Nasza Loteria SR - pasek na kartach artykułów

Politechnika Bialostocka, Wydział Zarządzania: Studenci nie dostali dyplomów, bo rektor nie podpisał.

Marta Gawina
Wydział zarządzania zapewnia, że opóźnienia to nie ich wina.
Wydział zarządzania zapewnia, że opóźnienia to nie ich wina.
Pracę licencjacką obroniłam w lipcu. Do tej pory nie otrzymałam dyplomu - mówi nam jedna ze studentek wydziału zarządzania na Politechnice Białostockiej. - Bez tego dokumentu nie ma mowy o magisterium.

Rekrutacja na studia II stopnia powoli dobiega końca. Studenci na złożenie kompletu dokumentów mają czas tylko do 21 września. - Kiedyś wystarczyło zaświadczenie o obronie pracy licencjackiej. Teraz zmieniły się przepisy. Dyplom jest niezbędny - potwierdza prof. Joanicjusz Nazarko, dziekan wydziału zarządzania na politechnice. Kilkudziesięciu studentów jeszcze go nie odebrało.

Rektor poszedł na urlop

- A obronę mieliśmy na początku lipca - mówi jedna ze studentek. Nie chce ujawniać swojego imienia i nazwiska, żeby uniknąć problemów na uczelni. Tym bardziej że wybiera się na studia II stopnia.

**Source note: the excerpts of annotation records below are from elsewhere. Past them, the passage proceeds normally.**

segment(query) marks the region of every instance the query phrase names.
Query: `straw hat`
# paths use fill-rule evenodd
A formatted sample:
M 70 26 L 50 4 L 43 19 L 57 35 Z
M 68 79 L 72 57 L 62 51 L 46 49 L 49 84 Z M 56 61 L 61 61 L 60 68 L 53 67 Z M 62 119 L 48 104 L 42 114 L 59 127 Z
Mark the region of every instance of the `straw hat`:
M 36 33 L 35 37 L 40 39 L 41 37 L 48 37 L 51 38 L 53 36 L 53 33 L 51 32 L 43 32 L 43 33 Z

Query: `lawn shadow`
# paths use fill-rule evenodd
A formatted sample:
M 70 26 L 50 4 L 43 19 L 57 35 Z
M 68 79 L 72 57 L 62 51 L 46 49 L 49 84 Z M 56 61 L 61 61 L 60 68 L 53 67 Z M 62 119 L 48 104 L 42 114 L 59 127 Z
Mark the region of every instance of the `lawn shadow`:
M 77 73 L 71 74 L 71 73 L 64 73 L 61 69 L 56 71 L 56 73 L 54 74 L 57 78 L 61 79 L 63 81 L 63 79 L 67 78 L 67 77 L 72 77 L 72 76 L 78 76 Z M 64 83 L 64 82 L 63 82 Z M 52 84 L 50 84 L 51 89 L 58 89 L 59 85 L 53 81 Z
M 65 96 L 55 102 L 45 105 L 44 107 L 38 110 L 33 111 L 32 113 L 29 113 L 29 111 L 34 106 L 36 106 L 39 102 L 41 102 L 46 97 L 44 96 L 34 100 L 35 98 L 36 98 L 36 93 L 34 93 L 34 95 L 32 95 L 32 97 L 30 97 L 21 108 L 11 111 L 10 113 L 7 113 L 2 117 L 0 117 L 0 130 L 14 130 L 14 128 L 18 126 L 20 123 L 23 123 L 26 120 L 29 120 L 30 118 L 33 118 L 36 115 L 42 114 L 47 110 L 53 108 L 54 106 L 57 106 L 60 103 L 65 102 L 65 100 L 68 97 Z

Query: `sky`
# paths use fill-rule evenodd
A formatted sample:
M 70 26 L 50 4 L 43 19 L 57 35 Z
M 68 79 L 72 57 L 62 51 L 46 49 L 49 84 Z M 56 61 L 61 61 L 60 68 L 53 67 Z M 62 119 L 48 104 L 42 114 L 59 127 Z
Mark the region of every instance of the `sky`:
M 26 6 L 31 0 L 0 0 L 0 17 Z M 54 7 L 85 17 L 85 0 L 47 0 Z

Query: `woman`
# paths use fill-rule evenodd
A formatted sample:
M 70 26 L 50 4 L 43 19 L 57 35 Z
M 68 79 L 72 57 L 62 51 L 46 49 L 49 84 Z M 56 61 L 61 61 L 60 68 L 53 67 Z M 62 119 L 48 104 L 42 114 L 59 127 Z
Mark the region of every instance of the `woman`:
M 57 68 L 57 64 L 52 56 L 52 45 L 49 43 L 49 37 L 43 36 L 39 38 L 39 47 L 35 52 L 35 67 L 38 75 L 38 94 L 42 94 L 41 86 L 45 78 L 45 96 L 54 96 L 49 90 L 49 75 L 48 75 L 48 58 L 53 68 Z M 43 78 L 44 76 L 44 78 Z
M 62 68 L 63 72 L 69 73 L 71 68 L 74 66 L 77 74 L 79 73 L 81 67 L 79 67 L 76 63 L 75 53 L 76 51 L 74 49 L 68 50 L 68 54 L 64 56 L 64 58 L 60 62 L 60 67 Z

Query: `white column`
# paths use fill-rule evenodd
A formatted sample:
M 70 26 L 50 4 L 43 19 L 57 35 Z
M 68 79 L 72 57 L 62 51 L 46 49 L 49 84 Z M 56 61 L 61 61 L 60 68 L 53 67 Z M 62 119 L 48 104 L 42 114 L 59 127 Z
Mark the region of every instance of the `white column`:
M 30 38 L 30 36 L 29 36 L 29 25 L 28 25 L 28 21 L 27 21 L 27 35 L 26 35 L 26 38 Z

- Poinformowano nas, że dyplomy powinniśmy otrzymać po dwóch tygodniach od obrony. 10 lipca zadzwoniłam do dziekanatu i zapytałam o dokładny termin - opowiada dziewczyna.

Dowiedziała się tylko, że 20 lipca rektor politechniki Tadeusz Citko wybiera się na urlop i już nie podpisze dyplomów. - Mieliśmy je dostać dopiero na początku września. Nic z tego. Dokumentów jak nie było, tak nie ma. - dodaje studentka wydziału zarządzania.
Sprawy nie chce komentować dziekan Nazarko.

- Dokumenty naszych studentów dostarczyliśmy do rektoratu w terminie. Pytaliśmy też kilkakrotnie o dyplomy. Usłyszeliśmy, że trzeba czekać - tłumaczy.

Co na to władze uczelni? - Rektorowi zostało do podpisu zaledwie kilkanaście dyplomów. W najbliższym czasie dokumenty trafią do studentów - zapewnia Katarzyna Zabielska-Adamska, prorektor do spraw studenckich. - Proszę pamiętać, że każdego roku kończy naszą uczelnię blisko pięć tysięcy studentów. I tyle jest dyplomów do podpisania - dodaje.

Studenci bezradni

Jednocześnie przypomina, że tylko w czasie wakacji władze uczelni mogą pójść na urlop.

- Przed przerwą w pracy rektor podpisał wszystkie dokumenty, które trafiły na jego biurko. Poza tym część dyplomów z wydziału zarządzania dotarła do rektoratu nie w lipcu, a w sierpniu. Profesor Citko mógł się nimi zająć dopiero po powrocie z urlopu, czyli we wrześniu - informuje Katarzyna Zabielska-Adamska.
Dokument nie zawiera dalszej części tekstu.